作者:Schindewolf Marc*; Steindl Julia; Beyer Westendorf Jan; Schellong Sebastian; Dohmen Pascal Maria; Brachmann Johannes; Madlener Katharina; Poetzsch Bernd; Klamroth Robert; Hankowitz Johannes; Banik Norbert; Eberle Sonja; Mueller Markus Michael; Kropff Stefan; Lindhoff Last Edelgard
来源:Journal of the American College of Cardiology, 2017, 70(21): 2636-2648.

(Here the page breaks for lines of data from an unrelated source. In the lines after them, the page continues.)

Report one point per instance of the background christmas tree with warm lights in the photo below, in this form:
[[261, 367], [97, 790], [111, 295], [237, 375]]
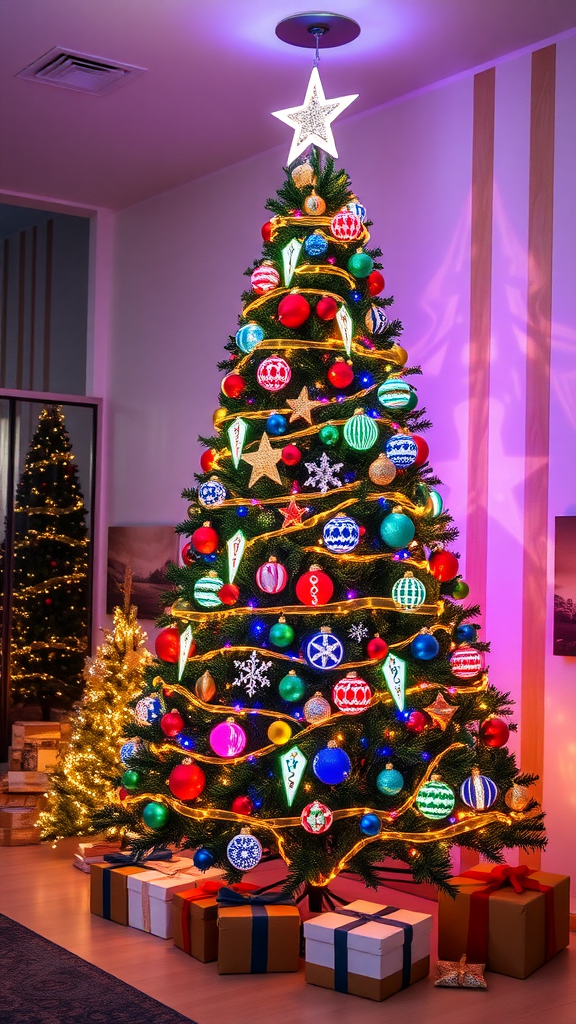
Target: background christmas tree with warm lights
[[114, 678], [321, 691], [50, 582]]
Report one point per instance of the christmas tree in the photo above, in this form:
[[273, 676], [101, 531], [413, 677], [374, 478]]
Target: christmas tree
[[50, 580], [321, 692], [114, 677]]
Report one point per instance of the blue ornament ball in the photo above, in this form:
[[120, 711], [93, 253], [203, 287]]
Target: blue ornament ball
[[203, 859], [424, 646], [316, 245], [397, 530], [277, 424], [370, 824], [331, 765]]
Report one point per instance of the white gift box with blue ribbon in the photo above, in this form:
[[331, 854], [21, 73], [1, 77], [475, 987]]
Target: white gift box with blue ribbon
[[368, 949]]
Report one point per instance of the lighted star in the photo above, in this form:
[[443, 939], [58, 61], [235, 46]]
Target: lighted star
[[312, 122], [263, 462], [441, 712], [302, 407], [292, 515]]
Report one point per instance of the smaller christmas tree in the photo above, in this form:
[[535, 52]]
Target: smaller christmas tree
[[114, 678]]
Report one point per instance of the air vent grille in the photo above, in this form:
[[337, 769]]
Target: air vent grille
[[80, 72]]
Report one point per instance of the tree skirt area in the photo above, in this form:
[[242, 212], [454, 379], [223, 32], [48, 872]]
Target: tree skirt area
[[44, 984]]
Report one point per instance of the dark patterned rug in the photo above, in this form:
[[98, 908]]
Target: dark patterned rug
[[44, 984]]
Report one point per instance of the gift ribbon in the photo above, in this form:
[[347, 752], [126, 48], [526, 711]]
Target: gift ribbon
[[341, 943], [520, 879]]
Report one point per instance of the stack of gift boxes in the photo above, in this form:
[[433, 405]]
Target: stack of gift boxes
[[33, 755], [515, 921]]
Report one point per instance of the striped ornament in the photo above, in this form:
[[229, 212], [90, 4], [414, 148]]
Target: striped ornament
[[479, 792], [206, 591], [435, 800]]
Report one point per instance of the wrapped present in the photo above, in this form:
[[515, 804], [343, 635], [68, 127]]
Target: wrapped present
[[109, 884], [150, 894], [257, 934], [511, 919], [368, 949], [195, 919]]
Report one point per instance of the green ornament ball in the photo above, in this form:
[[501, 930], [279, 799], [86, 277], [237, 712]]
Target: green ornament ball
[[291, 687], [130, 779], [155, 815], [360, 264], [329, 434]]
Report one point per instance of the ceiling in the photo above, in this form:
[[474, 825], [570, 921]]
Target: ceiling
[[215, 70]]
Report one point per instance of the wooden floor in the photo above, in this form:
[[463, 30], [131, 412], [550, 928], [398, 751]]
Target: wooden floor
[[40, 889]]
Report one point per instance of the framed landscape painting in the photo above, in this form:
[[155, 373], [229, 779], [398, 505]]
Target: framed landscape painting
[[147, 550]]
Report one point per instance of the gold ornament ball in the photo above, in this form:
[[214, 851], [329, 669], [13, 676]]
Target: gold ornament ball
[[314, 205], [517, 798], [279, 733], [381, 471]]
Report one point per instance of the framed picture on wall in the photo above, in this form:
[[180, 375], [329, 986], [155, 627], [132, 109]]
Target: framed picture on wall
[[565, 586], [147, 550]]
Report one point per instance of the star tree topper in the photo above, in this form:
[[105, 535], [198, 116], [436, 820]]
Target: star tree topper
[[312, 121]]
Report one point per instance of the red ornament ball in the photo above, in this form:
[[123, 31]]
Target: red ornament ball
[[167, 645], [229, 594], [376, 648], [494, 732], [417, 721], [171, 723], [444, 565], [187, 781], [233, 385], [423, 451], [208, 460], [315, 587], [340, 374], [291, 455], [242, 805], [205, 540], [327, 307], [375, 283], [293, 310]]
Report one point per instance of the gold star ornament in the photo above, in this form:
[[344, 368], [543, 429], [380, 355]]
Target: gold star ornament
[[441, 712], [263, 462], [302, 407]]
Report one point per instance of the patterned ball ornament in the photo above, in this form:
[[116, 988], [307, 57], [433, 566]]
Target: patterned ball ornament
[[264, 279], [206, 591], [389, 781], [331, 765], [244, 851], [315, 587], [352, 694], [435, 799], [479, 791], [272, 577], [361, 431], [341, 535], [274, 373], [316, 817]]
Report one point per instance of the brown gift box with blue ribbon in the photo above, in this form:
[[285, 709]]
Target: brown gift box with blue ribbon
[[257, 934]]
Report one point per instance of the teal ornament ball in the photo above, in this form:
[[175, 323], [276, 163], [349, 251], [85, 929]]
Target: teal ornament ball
[[248, 337], [389, 781], [397, 530], [291, 687], [206, 591], [361, 432], [435, 800], [360, 264], [395, 394], [329, 434], [155, 814], [281, 635]]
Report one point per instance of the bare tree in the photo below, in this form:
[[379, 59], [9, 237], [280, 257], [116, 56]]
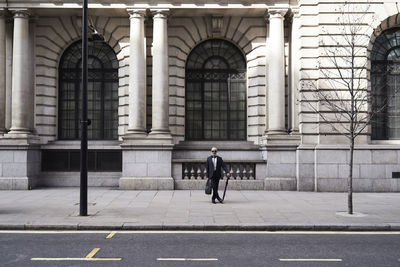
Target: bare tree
[[341, 95]]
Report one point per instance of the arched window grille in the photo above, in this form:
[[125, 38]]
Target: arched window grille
[[102, 92], [385, 82], [216, 92]]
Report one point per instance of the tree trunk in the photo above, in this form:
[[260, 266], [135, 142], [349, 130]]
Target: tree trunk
[[350, 179]]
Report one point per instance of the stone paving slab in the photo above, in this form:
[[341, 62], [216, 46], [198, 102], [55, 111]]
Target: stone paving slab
[[114, 209]]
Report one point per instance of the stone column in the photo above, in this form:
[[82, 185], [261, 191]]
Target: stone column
[[137, 73], [2, 71], [22, 91], [160, 93], [295, 71], [276, 73]]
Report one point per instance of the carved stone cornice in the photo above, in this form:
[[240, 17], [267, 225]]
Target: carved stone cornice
[[136, 13], [160, 13]]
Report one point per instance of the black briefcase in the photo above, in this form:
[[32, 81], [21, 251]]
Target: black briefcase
[[208, 187]]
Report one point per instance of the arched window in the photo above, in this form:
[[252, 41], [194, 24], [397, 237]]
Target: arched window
[[102, 92], [216, 92], [385, 81]]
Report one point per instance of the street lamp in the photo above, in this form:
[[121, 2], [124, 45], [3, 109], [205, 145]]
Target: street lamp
[[85, 122]]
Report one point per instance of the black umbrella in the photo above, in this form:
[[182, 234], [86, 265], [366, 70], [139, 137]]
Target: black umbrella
[[226, 186]]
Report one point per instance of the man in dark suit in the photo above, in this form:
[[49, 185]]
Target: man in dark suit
[[213, 167]]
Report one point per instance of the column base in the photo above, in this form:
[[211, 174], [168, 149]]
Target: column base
[[136, 132], [19, 138], [280, 184], [146, 183], [160, 134], [15, 183]]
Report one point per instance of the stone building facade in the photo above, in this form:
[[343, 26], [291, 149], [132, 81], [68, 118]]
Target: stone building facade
[[174, 78]]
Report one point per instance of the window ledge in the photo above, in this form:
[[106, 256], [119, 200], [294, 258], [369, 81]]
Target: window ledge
[[76, 144]]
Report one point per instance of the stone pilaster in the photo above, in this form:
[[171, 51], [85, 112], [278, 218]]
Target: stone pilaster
[[2, 71], [22, 89], [137, 74], [295, 71], [160, 94], [276, 72]]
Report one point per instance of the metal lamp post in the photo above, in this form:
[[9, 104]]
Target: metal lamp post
[[84, 120]]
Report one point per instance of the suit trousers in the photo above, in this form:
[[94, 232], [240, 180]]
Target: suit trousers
[[214, 186]]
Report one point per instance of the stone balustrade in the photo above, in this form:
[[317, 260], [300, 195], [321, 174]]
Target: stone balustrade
[[239, 171]]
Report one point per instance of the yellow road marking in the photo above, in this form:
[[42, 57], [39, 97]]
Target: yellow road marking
[[92, 253], [76, 259], [187, 259], [111, 235], [310, 259], [89, 257], [203, 232]]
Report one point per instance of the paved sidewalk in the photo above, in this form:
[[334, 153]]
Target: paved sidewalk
[[114, 209]]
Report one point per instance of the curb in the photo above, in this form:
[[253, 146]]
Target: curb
[[267, 228]]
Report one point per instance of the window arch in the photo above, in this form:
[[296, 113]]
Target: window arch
[[216, 92], [102, 92], [385, 82]]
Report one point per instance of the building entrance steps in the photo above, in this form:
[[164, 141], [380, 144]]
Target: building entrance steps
[[114, 209]]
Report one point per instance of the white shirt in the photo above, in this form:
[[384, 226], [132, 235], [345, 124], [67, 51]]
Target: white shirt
[[215, 162]]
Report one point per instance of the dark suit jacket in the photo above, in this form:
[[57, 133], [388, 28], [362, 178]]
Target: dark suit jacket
[[210, 167]]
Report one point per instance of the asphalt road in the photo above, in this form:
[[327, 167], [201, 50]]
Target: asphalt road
[[199, 249]]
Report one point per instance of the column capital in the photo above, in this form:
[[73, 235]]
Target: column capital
[[3, 12], [295, 12], [20, 13], [277, 12], [136, 13], [160, 13]]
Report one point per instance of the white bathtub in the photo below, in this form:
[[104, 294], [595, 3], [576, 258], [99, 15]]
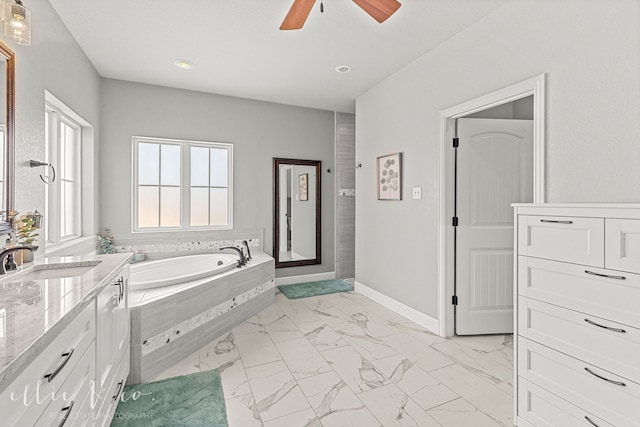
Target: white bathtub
[[171, 271]]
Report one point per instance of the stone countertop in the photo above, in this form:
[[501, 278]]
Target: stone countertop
[[33, 311]]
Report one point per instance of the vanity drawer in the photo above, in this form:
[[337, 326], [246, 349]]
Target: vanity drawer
[[570, 286], [68, 406], [78, 335], [611, 346], [582, 384], [541, 408], [622, 244], [571, 239]]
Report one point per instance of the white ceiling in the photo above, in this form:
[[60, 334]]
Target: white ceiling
[[238, 50]]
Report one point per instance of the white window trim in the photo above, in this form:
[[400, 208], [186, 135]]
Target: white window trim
[[86, 177], [185, 178], [55, 159]]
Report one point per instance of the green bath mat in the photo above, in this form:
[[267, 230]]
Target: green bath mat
[[311, 289], [194, 400]]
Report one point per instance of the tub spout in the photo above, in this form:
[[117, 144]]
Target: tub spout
[[246, 245], [242, 260]]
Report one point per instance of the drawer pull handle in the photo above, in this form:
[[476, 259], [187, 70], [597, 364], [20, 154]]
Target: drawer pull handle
[[120, 285], [591, 422], [552, 221], [605, 379], [67, 411], [593, 273], [118, 390], [55, 373], [609, 328]]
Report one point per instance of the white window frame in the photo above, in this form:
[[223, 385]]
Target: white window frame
[[53, 156], [3, 166], [185, 184]]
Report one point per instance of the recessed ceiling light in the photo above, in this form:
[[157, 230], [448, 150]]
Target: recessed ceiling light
[[183, 63]]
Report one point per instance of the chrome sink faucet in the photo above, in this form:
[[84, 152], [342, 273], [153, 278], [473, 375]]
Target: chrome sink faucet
[[242, 260], [246, 245], [6, 258]]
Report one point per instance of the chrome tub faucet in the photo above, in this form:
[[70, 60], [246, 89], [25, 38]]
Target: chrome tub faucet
[[242, 260]]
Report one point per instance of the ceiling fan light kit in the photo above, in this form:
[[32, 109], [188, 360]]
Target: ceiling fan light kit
[[380, 10]]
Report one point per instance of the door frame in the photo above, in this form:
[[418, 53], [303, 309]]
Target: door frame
[[446, 127]]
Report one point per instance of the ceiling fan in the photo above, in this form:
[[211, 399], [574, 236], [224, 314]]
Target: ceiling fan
[[379, 10]]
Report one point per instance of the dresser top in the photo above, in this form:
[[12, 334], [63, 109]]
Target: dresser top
[[34, 310], [603, 210]]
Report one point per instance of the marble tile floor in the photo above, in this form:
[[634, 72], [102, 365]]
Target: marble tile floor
[[344, 360]]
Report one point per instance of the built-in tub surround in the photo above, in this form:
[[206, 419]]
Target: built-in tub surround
[[37, 304], [170, 322], [173, 271], [173, 245]]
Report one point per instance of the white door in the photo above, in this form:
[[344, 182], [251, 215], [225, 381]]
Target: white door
[[495, 169]]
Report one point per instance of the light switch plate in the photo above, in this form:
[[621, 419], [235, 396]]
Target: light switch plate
[[417, 192]]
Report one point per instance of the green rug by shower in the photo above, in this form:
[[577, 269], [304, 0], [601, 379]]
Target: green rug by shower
[[194, 400], [311, 289]]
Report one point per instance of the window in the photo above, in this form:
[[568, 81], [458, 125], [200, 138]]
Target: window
[[2, 182], [63, 141], [181, 185]]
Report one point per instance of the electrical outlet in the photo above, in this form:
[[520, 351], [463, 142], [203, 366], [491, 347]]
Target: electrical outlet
[[417, 192]]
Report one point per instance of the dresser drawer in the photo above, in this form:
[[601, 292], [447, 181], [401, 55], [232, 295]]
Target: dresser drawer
[[622, 244], [572, 239], [611, 346], [68, 405], [543, 409], [569, 285], [578, 383], [56, 358]]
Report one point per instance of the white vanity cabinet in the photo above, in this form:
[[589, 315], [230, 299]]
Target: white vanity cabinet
[[112, 343], [74, 357], [65, 366], [577, 349]]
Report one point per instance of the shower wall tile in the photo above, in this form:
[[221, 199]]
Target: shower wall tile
[[345, 196]]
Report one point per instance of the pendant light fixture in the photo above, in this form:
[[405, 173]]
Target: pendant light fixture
[[17, 22]]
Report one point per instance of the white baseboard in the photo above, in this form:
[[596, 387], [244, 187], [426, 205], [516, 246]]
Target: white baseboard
[[305, 278], [410, 313]]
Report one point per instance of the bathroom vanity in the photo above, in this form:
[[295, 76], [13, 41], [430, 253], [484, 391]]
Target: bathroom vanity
[[64, 341], [577, 340]]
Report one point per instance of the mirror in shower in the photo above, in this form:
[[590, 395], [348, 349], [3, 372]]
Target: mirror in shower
[[296, 212]]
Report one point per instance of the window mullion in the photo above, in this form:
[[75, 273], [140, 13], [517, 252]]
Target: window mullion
[[185, 186], [55, 154]]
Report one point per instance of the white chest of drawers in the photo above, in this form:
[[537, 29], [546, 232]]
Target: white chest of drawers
[[577, 317]]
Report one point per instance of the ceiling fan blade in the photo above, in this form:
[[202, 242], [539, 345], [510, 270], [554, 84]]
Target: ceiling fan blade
[[297, 14], [379, 10]]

DOI:10.1016/j.jacc.2017.09.1099

摘要

BACKGROUND Life-threatening heparin-induced thrombocytopenia (HIT) is treated with the alternative nonheparin anticoagulants argatroban, lepirudin, or danaparoid. Frequently, the pentasaccharide fondaparinux is used off-label. OBJECTIVES The authors sought to investigate the safety and efficacy of the different anticoagulants for treating HIT. METHODS In a national, multicenter registry study, hospitalized patients who were diagnosed with HIT, an at least intermediate clinical HIT-risk (4Ts score >= 4 points), and received treatment with >= 1 dose of the aforementioned anticoagulants were included. Main outcome measures were the incidences of HIT-specific complications (thromboembolic venous/arterial events, amputations, recurrent/persistent thrombocytopenia, skin lesions) and bleedings. RESULTS Of 195 patients, 46 (23.6%), 4 (2.1%), 61 (31.3%), and 84 (43.1%) had been treated first-line with argatroban, lepirudin, danaparoid, and fondaparinux, respectively. The composite endpoint of HIT-specific complications (thromboembolic events, amputation, skin necrosis) occurred in 11.7% of patients treated with approved alternative anticoagulation and in 0.0% of fondaparinux-treated patients. The all-cause in-hospital mortality rates were 14.4% during approved alternative anticoagulation and 0.0% during fondaparinux treatment. Bleeding complications occurred in alternatively anticoagulated patients and in fondaparinux-treated patients in 6.3% and 4.8%, respectively. Post hoc analysis of clinical and laboratory features confirmed "true" HIT in at least 74 of 195 (38.0%) patients; 35 of 74 (47.3%) were treated with fondaparinux. CONCLUSIONS Fondaparinux is effective and safe in suspected acute HIT; no HIT-specific complications occurred in the fondaparinux-treated patients, even among those with a high clinical HIT probability. Further data from randomized controlled trials are urgently needed because lepirudin was recalled from the market; danaparoid access has been limited and is not approved in the United States; and argatroban is contraindicated in patients with impaired liver function, and activated partial thromboplastin time monitoring.